Normative gait data is essential for diagnosing and treating abnormal gait patterns. The examination of the onset of adult-like kinetic gait patterns in children has generated inconsistent results. The purpose of this study was to identify age-related differences in kinematic and kinetic gait parameters across children aged 3–13 years old.Methods.

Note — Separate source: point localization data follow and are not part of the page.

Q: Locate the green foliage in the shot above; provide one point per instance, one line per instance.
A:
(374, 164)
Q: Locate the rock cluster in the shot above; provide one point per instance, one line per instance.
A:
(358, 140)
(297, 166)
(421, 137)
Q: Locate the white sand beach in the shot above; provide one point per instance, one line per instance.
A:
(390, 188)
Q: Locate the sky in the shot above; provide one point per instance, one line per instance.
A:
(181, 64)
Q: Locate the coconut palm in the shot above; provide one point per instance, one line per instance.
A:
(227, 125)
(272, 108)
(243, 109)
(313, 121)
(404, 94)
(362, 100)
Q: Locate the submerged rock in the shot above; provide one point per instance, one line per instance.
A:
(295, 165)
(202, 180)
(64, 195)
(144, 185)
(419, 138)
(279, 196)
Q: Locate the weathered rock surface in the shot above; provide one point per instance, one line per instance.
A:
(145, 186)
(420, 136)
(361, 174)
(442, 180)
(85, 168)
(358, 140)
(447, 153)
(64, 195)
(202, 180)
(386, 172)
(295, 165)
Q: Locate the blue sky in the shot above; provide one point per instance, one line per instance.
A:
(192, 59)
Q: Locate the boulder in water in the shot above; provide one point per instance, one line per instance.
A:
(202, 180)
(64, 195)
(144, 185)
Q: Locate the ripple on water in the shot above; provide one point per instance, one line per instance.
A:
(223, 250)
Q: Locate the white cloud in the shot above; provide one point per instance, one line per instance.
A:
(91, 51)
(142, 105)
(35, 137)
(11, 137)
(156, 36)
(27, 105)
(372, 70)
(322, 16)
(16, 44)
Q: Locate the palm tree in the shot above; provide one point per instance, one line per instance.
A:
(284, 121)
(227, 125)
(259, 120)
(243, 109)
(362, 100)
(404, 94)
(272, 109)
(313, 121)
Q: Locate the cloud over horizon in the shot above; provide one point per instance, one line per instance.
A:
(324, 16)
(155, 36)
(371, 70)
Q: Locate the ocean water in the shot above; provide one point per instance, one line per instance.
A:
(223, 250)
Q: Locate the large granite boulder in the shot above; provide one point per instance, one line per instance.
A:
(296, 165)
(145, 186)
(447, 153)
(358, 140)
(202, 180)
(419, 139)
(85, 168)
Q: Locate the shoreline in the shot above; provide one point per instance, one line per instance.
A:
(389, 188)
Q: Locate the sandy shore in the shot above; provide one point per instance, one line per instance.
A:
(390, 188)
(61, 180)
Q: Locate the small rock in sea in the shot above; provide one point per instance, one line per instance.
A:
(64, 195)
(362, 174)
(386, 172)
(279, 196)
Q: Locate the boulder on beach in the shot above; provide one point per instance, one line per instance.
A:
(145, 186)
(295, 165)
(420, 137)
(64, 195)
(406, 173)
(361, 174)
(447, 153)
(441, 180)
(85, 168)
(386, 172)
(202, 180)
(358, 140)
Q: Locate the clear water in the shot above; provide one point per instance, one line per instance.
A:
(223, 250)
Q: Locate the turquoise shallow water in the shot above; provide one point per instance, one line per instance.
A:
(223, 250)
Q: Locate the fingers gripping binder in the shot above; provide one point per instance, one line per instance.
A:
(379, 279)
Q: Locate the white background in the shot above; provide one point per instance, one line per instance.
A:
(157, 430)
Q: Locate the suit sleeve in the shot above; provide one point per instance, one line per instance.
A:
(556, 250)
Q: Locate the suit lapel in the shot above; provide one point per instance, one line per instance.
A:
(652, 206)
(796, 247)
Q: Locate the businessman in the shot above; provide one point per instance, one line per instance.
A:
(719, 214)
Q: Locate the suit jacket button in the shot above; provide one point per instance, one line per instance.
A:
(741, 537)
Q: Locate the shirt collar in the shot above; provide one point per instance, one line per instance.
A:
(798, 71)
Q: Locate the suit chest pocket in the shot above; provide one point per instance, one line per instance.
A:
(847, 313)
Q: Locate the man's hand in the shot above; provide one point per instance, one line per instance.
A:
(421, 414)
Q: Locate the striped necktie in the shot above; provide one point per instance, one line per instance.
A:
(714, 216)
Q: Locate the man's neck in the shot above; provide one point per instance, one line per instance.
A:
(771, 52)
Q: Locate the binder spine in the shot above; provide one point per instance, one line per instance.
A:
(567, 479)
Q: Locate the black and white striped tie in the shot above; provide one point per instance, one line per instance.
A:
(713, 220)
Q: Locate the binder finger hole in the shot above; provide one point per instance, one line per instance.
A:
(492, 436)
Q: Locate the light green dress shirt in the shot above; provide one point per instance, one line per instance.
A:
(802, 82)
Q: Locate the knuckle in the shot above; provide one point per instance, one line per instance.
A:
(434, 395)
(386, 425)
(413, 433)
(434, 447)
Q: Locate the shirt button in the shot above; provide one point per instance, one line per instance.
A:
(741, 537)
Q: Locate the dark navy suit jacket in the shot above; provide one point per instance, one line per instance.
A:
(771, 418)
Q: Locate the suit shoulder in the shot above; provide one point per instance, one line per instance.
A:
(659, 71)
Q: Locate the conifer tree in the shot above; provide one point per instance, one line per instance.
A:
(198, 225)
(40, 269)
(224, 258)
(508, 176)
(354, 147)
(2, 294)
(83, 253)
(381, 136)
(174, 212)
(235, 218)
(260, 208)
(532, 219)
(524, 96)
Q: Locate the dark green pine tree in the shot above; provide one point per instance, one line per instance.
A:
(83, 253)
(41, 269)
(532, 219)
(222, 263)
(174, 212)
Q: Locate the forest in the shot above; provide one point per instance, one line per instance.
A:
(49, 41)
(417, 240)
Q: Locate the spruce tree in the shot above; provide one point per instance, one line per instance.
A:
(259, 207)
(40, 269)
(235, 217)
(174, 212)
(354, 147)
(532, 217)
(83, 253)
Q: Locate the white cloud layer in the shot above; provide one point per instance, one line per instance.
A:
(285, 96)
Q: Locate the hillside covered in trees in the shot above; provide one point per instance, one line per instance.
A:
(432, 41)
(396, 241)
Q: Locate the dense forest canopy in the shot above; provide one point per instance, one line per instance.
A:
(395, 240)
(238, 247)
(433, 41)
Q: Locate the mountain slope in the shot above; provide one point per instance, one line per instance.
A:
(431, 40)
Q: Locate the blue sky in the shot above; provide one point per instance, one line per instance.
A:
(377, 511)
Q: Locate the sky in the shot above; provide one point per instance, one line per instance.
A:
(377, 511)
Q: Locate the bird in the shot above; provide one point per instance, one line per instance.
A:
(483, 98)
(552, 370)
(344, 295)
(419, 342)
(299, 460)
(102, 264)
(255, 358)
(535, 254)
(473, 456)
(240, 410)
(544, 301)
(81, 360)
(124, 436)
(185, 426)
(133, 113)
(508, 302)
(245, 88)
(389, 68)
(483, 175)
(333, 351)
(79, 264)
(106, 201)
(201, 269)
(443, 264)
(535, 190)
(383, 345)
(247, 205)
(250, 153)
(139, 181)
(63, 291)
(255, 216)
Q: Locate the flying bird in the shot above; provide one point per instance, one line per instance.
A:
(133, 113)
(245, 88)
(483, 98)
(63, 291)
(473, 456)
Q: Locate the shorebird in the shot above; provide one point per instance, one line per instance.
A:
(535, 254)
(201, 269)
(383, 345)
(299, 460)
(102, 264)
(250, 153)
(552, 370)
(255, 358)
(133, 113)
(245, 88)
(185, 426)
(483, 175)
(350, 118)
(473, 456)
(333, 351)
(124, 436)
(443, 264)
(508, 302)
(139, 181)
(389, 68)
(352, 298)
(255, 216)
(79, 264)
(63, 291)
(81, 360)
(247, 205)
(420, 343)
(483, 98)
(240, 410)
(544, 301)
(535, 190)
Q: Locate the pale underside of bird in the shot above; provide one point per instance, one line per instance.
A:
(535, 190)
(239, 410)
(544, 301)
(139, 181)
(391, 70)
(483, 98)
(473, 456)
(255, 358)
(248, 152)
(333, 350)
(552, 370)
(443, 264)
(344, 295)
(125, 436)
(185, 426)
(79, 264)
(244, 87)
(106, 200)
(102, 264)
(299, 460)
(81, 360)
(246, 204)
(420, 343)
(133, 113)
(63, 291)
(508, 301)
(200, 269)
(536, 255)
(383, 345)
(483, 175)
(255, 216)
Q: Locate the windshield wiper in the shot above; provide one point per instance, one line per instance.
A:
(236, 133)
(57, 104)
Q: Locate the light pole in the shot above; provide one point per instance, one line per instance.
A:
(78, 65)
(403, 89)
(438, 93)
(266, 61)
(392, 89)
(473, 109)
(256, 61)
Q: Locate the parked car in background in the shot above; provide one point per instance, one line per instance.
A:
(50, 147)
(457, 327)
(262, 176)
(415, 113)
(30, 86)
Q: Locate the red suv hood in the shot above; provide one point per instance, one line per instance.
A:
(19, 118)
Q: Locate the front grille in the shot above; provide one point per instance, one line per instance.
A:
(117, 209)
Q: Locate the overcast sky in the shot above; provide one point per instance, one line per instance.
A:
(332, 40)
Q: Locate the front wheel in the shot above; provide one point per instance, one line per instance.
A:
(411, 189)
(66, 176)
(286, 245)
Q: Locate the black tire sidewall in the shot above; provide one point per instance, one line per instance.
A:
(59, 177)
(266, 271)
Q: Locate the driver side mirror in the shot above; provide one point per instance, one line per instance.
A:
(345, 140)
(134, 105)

A motion capture system and three force plates were employed to compute sagittal joint angles and joint kinetics during walking and compare results between children aged 3–4 years (n = 13), 5–6 years (n = 10), 7–8 years (n = 12), and 9–13 years (n = 12). Anthropometric data was estimated using a mathematical model (elliptical cylinder method). Peak flexion and extension joint angles and moments, and peak concentric and eccentric joint powers were analyzed using multivariate analyses of variance.Findings.
For most of the variables examined, similar results were obtained across age groups. Reduced peak hip flexion moments and knee extension moments were observed in the 3–4 year olds compared to the oldest group of walkers. Compared to the 9–13 year olds, reduced ankle joint moments and power were observed in most age groups.Interpretation.
The results suggest that adult-like kinetic patterns for the hip and knee were attained by 5 years of age. However, for the ankle joint, adult-like patterns are not achieved until nine years of age or older. These findings stress the importance of using age-matched normative data for clinical gait analysis.